A number of 19th-century textbooks suggest "avenger". For example, Thomas Swinburne Carr writes:
Vindice, avenger. So the minister of justice was termed.
Writing in Latin, the 17th-century commentator Daniel Crespin suggests:
Vindice.] Punitore. Nulli enim tum erant judices, nulli lictores, nulli rerum capitalium vindices, nec ulli carceres.
Crespin uses ultor in a prose rewrite of the sentence:
Prima facta sunt tempora aurea, quæ ultro sine lege ultore nullo servabant fidem et æquum.
Maybe Peter Burman the Elder wrote this:
Vindice nullo] Cum nullus esset, qui mulctam aut pœnam aliis irrogaret, si forte deliquissent.
I gather from all this that a vindex was someone with authority to order a remedy or penalty in a law suit, but unlike iudex, the word evokes notions of vengeance and vindication—English words that derive from its close relatives in Latin.

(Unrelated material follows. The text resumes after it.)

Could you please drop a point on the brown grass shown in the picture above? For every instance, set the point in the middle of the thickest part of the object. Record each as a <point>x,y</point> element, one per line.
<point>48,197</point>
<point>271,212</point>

Lewis & Short suggests "avenger, punisher, revenger".
The more of these commentaries I read, the less sure I am of who wrote them, but this rather idiosyncratic one:
Vindice nullo, nemine scelera coercente
suggests to me someone like a sheriff, who keeps criminals "in line" by a credible threat of force—not needed in the Golden Age, since people then were loyal and upright sponte sua. Since the Golden Age itself, not the people, is the grammatical subject of the sentence, and "protector" in English carries the unwanted suggestion that the Golden Age might have needed protection, this suggests a liberal but accurate translation of vindice nullo that might do justice to all of the above: without coercion.